The balance of the Orbit statement included a reminder that HP told its customers about a five-year plan for 3000 development — which Wadsworth remembers HP stated less than a year before Hewlett-Packard started its public pullout from the 3000 community. He said,

However, recently questions have arisen regarding HP’s newer RTU “policy” scheme. It is our belief that the RTU policy and any possible future restrictions are an attempt by HP to retroactively redefine the MPE software license. However it is generally believed that the RTU policy is not applicable if users do not sign them.

Many will remember a flyer in May of 2001 in which Ann Livermore of HP stated, “So, are we committed to the HP e3000 platform? The answer is absolutely, yes! And how do we demonstrate this commitment? By having a 5-year roadmap for new product development. By bringing many of the latest Internet technologies to the platform. And by gaining new customers through vertical applications running on the HP e3000.”

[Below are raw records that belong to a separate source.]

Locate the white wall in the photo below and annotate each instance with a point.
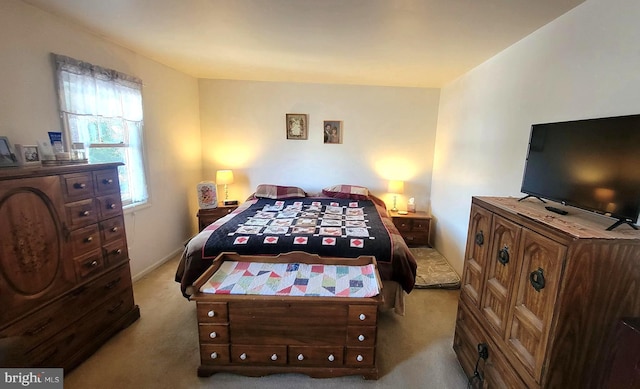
(389, 133)
(584, 64)
(28, 109)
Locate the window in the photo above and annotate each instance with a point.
(102, 109)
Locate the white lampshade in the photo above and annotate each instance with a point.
(396, 186)
(224, 177)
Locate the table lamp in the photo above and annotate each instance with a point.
(225, 177)
(396, 187)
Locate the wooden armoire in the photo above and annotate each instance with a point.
(543, 293)
(65, 282)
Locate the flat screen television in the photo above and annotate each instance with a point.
(591, 164)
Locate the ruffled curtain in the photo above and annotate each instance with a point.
(89, 90)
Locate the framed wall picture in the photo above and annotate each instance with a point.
(7, 158)
(28, 155)
(332, 131)
(297, 126)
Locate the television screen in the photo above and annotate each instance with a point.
(591, 164)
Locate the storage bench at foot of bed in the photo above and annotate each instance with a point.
(258, 335)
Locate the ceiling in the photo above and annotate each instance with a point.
(417, 43)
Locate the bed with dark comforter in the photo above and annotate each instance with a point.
(327, 226)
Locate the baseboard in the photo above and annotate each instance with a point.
(153, 267)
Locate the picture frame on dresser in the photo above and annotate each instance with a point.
(7, 157)
(28, 155)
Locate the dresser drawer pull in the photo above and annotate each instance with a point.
(537, 279)
(41, 327)
(116, 307)
(503, 255)
(113, 283)
(480, 238)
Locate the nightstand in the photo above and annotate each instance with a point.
(415, 227)
(208, 216)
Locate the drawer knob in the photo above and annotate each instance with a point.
(503, 255)
(537, 279)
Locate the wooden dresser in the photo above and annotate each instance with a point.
(259, 335)
(544, 293)
(64, 268)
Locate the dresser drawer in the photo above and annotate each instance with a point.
(62, 347)
(81, 213)
(214, 354)
(112, 229)
(364, 315)
(115, 252)
(212, 312)
(106, 181)
(88, 264)
(213, 333)
(77, 186)
(317, 356)
(109, 206)
(361, 336)
(251, 354)
(85, 239)
(42, 323)
(359, 356)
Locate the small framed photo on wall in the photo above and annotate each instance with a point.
(332, 131)
(297, 126)
(7, 158)
(28, 155)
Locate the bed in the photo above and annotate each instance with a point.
(343, 221)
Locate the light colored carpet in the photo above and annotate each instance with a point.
(433, 270)
(160, 350)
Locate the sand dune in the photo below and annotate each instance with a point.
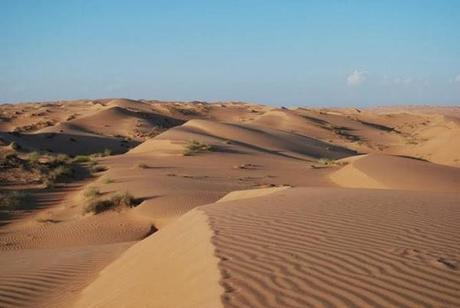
(247, 137)
(394, 172)
(180, 259)
(297, 248)
(269, 207)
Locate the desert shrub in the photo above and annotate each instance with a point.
(81, 159)
(98, 168)
(60, 173)
(15, 146)
(326, 162)
(14, 200)
(116, 201)
(33, 157)
(92, 192)
(107, 180)
(195, 146)
(61, 159)
(143, 166)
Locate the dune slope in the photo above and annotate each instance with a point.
(395, 172)
(296, 247)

We all know the platform was killed six months later and therefore users and third party application providers began developing new business strategies and plans for the remaining life of MPE.

Yet today many of us find ourselves very puzzled. On one hand HP keeps insisting (for over six years now) that the MPE platform is being made obsolete. On the other hand HP seems to be handling MPE as on ongoing business offering with a future by again extending product support and the RTU policy scheme.

So we now have more questions and fewer answers. Questions like: How do the remaining e3000 users plan? How do third party vendors plan? What will HP do next? And what do these RTUs mean to OpenMPE’s plans and other third party vendors plans and hopes for such things as binary patches and emulators?

The last sentence in Wadsworth's statement draws extra interest from me, since he is running this month for a board of directors seat with OpenMPE. Since the Orbit VM+/iX option is meant to improve performance and make support more flexible, this solution might be used at a customer site without migration plans firmed up. Yes, that's you, homesteaders.

We expect more on this story, perhaps from community members and partners as well as HP, soon enough.